Si era messo il cappello in capo e s’era gettato il ferraiuolo sul braccio, ma pareva che non trovasse il momento per decidersi ad andarsene. Era rimasto in piedi dinanzi alla giovane cogli occhi fissi su di lei ed il volto melanconico.

– Voi avete qualche cosa da dirmi, è vero, cavaliere? – chiese la duchessa.

– Sí, signora.

– È una cosa cosí grave da imbarazzarvi?

– Forse.

– Parlate, cavaliere.

– Vorrei chiedervi se durante la mia assenza voi lascerete l’isola.

– E se cosí facessi?… – chiese la giovane.

– Mi rincrescerebbe, signora, se al mio ritorno non vi trovassi piú.

– Ah!… E perché, cavaliere? – chiese ella, sorridendo ed arrossendo ad un tempo.

– Io non lo so il perché, ma sento che sarei cosí felice se potessi passare un’altra sera come questa, assieme a voi. Mi compenserebbe di tante sofferenze che dai lontani paesi d’oltremare trascino con me sulle acque americane.

– Ebbene, cavaliere, se a voi rincrescerebbe di non trovarmi, vi confesso che anch’io non sarei lieta se non dovessi mai piú rivedere il Corsaro Nero, – disse la giovane duchessa abbassando il capo sul seno e chiudendo gli occhi.

– Allora voi mi attenderete?… – chiese il Corsaro con impeto.

– Farei di piú, se me lo permetteste.

– Parlate, signora.

– Vi chiederei ancora una volta ospitalità, a bordo della vostra Folgore.

Il Corsaro si era lasciato sfuggire un moto di gioia, ma di improvviso divenne tetro.

– No… è impossibile, – disse poi con fermezza.

– Vi sarei forse d’impaccio?

– No, ma non è permesso ai filibustieri, allorché intraprendono una spedizione, di condurre con loro alcuna donna. È bensí vero che la Folgore è mia, che io sono padrone assoluto a bordo del mio legno ed a nessuno soggetto, pure…

– Continuate, – disse la duchessa, che era diventata triste.

– Io non lo so il perché, signora, ma io avrei paura di vedervi ancora a bordo della mia nave. È il presentimento d’una disgrazia che io non posso prevedere o qualche cosa di peggio?… Vedete: voi mi avete fatta quella domanda ed il mio cuore, invece di sussultare, ha provato una fitta crudele e poi, guardatemi: non sono pallido piú del solito io?…

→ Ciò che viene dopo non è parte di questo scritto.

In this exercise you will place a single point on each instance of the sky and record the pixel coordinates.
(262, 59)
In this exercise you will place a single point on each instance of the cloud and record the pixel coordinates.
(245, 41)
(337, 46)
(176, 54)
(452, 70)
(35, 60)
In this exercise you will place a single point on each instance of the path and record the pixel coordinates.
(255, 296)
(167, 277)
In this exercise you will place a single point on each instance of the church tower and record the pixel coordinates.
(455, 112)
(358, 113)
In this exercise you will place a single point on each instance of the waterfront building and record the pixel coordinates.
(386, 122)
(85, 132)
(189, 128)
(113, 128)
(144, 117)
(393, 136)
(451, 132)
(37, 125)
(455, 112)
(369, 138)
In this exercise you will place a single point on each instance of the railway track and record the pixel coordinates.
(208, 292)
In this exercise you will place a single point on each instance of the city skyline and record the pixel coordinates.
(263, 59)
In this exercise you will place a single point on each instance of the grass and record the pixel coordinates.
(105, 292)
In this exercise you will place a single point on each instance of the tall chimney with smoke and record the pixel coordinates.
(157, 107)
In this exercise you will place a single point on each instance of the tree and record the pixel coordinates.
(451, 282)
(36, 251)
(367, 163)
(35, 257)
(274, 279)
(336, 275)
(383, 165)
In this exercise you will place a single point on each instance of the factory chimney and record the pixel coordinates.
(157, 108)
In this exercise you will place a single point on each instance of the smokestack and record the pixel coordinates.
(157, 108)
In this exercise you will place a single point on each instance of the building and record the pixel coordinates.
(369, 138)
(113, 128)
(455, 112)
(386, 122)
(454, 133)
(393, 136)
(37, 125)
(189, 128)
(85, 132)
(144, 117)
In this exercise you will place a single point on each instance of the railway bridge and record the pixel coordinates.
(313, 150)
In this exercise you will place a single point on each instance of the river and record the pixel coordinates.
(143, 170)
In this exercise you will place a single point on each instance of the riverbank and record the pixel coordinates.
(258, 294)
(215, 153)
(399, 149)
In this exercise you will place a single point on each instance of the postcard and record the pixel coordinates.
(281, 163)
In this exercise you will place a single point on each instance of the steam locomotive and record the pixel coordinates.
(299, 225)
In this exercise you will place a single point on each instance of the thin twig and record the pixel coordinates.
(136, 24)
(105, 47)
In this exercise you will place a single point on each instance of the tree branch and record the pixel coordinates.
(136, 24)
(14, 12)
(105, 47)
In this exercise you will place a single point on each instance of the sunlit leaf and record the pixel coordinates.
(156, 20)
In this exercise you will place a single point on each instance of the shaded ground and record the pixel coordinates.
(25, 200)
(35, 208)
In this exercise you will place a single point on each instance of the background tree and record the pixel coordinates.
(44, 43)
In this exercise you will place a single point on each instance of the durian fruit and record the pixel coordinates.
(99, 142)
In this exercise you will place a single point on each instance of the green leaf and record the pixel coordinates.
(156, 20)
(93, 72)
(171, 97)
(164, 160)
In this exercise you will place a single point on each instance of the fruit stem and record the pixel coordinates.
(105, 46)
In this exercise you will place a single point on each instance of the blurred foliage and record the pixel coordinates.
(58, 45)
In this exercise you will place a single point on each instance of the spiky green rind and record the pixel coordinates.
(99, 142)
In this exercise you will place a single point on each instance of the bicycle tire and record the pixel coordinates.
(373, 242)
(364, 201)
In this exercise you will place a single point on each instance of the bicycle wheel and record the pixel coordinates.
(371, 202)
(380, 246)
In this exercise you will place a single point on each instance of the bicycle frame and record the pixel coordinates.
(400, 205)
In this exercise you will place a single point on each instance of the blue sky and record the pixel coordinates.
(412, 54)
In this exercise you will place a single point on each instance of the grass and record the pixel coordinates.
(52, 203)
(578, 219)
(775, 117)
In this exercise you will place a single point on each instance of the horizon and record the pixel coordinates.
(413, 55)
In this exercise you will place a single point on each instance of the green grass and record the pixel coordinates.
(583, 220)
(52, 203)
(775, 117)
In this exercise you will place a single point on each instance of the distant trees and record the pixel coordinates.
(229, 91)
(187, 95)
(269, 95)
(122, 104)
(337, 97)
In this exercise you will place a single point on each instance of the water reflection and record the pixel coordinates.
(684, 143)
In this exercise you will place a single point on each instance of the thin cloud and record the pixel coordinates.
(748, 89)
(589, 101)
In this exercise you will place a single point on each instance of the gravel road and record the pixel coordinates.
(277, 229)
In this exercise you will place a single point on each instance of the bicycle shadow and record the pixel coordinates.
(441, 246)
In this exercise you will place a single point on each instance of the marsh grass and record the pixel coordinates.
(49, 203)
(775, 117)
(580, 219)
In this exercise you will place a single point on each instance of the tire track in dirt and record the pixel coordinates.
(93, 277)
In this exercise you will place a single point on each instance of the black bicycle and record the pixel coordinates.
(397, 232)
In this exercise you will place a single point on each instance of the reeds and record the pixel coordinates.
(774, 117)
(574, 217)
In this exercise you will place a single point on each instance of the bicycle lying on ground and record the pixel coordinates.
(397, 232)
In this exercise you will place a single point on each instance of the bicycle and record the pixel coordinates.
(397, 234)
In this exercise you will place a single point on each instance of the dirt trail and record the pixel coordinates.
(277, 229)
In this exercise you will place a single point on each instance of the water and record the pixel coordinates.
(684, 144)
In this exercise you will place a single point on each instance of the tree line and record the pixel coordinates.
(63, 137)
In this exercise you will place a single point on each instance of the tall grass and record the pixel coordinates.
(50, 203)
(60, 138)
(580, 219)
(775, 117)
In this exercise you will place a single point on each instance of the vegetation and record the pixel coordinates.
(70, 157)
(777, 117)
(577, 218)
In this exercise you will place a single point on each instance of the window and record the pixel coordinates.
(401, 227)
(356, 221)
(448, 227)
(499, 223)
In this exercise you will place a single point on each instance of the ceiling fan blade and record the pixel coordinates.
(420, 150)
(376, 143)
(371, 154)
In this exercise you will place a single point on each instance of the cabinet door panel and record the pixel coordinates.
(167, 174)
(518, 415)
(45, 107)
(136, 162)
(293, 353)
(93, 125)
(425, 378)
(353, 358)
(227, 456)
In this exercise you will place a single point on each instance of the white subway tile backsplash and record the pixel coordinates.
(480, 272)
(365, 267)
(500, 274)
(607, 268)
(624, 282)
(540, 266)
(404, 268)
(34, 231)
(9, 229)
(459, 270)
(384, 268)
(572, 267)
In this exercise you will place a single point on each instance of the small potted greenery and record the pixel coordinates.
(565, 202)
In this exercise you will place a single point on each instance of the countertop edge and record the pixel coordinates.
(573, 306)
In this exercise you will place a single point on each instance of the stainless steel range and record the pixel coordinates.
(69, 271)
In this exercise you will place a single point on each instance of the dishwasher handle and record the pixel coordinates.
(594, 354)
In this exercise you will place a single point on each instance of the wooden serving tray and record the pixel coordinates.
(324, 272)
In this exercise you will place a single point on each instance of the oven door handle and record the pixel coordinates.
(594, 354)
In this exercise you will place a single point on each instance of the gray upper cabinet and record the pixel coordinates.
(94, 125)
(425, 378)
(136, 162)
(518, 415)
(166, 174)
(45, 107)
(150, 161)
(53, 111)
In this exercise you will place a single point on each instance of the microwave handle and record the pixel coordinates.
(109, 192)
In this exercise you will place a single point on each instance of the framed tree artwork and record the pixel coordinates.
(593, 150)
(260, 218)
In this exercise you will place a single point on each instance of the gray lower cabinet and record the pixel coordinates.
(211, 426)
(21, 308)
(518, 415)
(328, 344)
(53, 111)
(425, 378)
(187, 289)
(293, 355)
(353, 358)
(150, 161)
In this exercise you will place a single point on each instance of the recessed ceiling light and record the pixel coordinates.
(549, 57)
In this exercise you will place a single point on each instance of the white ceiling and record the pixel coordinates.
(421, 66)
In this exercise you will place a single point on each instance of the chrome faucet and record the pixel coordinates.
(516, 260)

– È vero! – esclamò la duchessa con ispavento. – Dio mio!… Che questa spedizione vi possa essere fatale?…

– Chi può leggere nell’avvenire?… Signora, lasciatemi partire. In questo momento io soffro, senza poterne indovinare il motivo. Addio, signora, e se dovessi inabissarmi colla mia nave nei baratri del Gran Golfo o morire sulla breccia con una palla od un ferro nel petto, non dimenticate troppo presto il Corsaro Nero!

Ciò detto uscí a rapidi passi, senza volgersi indietro, come se avesse avuto timore a trattenersi ancora colà, e, attraversato il giardino ed il corridoio, si cacciò nel bosco dirigendosi verso l’abitazione dell’Olonese.